Interim director Lee Koch says balancing the budget will require difficult decisions.

"What we really have to do is increase revenue in some key areas, but to cut expenses for now so we don't have as much of a fight," Koch said.

For instance, center leaders want to stage more "must-see" exhibits, but do so with a smaller staff, which Koch says will be a challenge.

Fundraising is another challenge. Koch says foundations and corporate sponsors, which make up a significant chunk of the RAC's revenue, want to see the budget come into balance before they give more. But she says household donations are on the rise.

"The individual donors, believe it or not, are stepping up. But when it comes to foundation, organizations like the Minnesota State Arts Board have very strict guidelines," she said.

The RAC's financial meltdown has had ripple effect. Several of the five staff members who were recently laid off say the RAC is not paying them for earned time off, which Koch said was a decision based on the RAC's tight budget.

And artists have been affected as well.

Karl Unnasch is a southeast Minnesota sculptor who built Burnt Matchstick, a massive steel and stained glass sculpture that stands 40-feet tall at the front entrance of the RAC.

The hope was that a donor would buy the piece for the museum, and a series of emails between former executive director Megan Johnston and Unnasch show that there were discussions to make that happen.

But when Johnston left suddenly earlier this year, those efforts died. Now, Koch has told Unnasch he will have to de-install the sculpture himself — a job Unnasch says typically falls to the institution displaying his work.

Unnasch said he felt misled about funding to buy his sculpture and that he could have spent the last year looking for another home for his piece.

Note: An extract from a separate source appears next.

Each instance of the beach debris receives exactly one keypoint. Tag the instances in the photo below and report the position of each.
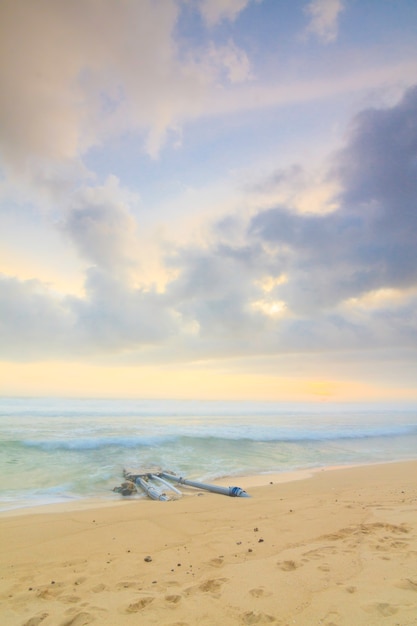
(157, 485)
(127, 488)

"The communication from start to finish has been a test of patience," he said. "I made it a point to give the Rochester Art Center the benefit of the doubt repeatedly. I'm trying to help by offering up something that doesn't exist anywhere else."

As the RAC gets its fiscal house in order, there's a bright spot looming in 2018 — a national show that director Koch says is already fully funded.

But she said it may take more than that to ensure the RAC's survival.